Catello Manzi

Personal information
- Born: June 27, 1950 (age 76) Monticello, New York, U.S.
- Occupations: Harness racing driver, trainer

Horse racing career
- Sport: Horse racing
- Career wins: 14,812

Major racing wins
- Lawrence B. Sheppard Pace (1983) Hambletonian Oaks (1993) U.S. Pacing Championship (1994, 1997) Kentucky Filly Futurity (1995) Maple Leaf Trot (1996) William R. Haughton Memorial Pace (1998, 2005) Woodrow Wilson Pace (2000) Dexter Cup (2003) North America Cup (2004) Meadowlands Pace (2006) U.S. Pacing Triple Crown wins: Cane Pace (1996) U.S. Trotting Triple Crown wins: Yonkers Trot (1994, 2003, 2007)

Racing awards
- Harness Tracks of America Driver of the Year (2005)

Honours
- United States Harness Racing & Hall of Fame (2002)

Significant horses
- Beat The Wheel, Mantacular, Riyadh, Sugar Trader, Winky's Goal Runner

= Catello Manzi =

American harness racing driver and trainer

Catello R. Manzi (born June 27, 1950) is an American harness racing driver and trainer. Manzi's nickname is 'Catman'.

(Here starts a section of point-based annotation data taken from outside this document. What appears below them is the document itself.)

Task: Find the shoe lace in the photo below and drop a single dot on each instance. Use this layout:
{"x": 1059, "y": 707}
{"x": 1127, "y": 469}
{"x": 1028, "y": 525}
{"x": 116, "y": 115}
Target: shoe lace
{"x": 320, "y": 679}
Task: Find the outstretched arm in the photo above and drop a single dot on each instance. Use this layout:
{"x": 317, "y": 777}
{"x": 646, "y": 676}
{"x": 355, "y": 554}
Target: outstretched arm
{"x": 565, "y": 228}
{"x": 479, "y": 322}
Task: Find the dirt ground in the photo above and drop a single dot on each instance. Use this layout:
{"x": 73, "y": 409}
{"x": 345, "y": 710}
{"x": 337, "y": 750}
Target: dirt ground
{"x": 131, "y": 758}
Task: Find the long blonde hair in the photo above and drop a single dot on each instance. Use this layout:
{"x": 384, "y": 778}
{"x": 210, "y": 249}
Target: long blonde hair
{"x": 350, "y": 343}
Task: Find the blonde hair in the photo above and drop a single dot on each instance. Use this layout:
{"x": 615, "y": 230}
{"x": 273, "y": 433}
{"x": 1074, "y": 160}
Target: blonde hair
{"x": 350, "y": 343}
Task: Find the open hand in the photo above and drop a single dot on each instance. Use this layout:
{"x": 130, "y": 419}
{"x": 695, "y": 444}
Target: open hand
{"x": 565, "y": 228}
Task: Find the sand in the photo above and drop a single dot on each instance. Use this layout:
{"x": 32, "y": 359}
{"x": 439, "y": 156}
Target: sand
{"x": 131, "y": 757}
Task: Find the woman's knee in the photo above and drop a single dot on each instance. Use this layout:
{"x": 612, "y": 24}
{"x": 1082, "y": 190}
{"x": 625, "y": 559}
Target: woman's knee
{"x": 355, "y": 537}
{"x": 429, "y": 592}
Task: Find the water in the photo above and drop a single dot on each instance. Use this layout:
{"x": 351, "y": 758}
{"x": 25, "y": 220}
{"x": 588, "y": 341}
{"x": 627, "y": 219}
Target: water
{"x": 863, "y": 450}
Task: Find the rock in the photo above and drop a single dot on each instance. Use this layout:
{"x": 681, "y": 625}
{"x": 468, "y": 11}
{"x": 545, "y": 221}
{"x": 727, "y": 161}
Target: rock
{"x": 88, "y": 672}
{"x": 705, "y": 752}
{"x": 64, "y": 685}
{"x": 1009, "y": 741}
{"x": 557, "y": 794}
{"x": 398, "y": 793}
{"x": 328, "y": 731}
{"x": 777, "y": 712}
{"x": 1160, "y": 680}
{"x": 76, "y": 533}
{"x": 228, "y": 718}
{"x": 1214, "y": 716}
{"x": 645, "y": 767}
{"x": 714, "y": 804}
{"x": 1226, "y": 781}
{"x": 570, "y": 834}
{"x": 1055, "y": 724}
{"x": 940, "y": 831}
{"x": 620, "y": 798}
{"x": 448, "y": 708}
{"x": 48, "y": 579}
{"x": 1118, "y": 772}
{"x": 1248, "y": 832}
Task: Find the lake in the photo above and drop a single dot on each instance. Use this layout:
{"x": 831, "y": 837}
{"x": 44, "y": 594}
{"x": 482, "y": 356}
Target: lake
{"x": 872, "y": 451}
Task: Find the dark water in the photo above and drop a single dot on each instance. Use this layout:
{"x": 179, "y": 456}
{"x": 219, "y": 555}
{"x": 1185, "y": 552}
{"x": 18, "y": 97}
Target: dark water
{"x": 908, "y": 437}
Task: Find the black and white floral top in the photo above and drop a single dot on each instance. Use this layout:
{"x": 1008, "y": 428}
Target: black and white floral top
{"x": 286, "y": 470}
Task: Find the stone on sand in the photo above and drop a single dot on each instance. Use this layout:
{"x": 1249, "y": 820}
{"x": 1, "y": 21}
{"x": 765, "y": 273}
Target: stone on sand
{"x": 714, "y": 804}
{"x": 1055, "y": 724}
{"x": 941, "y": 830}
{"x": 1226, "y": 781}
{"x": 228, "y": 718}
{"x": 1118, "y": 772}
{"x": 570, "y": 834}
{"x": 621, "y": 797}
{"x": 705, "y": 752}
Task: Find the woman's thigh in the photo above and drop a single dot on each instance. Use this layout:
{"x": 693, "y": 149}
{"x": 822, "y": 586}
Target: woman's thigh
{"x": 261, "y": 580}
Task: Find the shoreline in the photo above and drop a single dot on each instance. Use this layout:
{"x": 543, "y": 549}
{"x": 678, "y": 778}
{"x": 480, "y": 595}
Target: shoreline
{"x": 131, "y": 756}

Born in Monticello, New York, Manzi grew up in Sullivan County, New York, in a harness-racing family. His father Alfonso was a horse trainer. He drove his first race at Monticello Raceway in the late 1960s. Manzi's first career win came at Pocono Downs in 1969.

In 1974 Manzi set a Monticello Raceway record for most wins by a driver.

The 1994 Yonkers Trot winner, Bullsville Victory, was driven by Manzi. Manzi also drove Sugar Trader to victory in the 2003 Yonkers Trot. The Yonkers Trot is the second leg of the Triple Crown of Harness Racing for Trotters.

On May 27, 1999, Manzi suffered serious injuries in a spill at Freehold Raceway.

Manzi was inducted into the Harness Racing Hall of Fame in July 2002.

On December 31, 2005 at the age of 55, Manzi became the oldest harness driver to lead North America in victories.

For two decades Manzi would drive afternoon races at Freehold Raceway, go home to eat dinner, then drive more races in the evening at Meadowlands Racetrack.

Manzi drove his 14,000th career winner on December 14, 2010 at Yonkers Raceway. At the time, Hervé Filion and Dave Palone were the only other harness horse drivers to have 14,000 or more career winners.

On March 28, 2014, Manzi announced his retirement from driving following two bad accidents. The first, on September 6, 2013 at Freehold Raceway, left Manzi with a fractured pelvis. After recovering, he returned to racing only to be injured again when the starting car at Freehold Raceway lost control and collided with several drivers and horses on January 10, 2014. At the time of his retirement, Manzi was ranked third all-time for wins at 14,812, and fifth all-time in earnings at $158.5 million.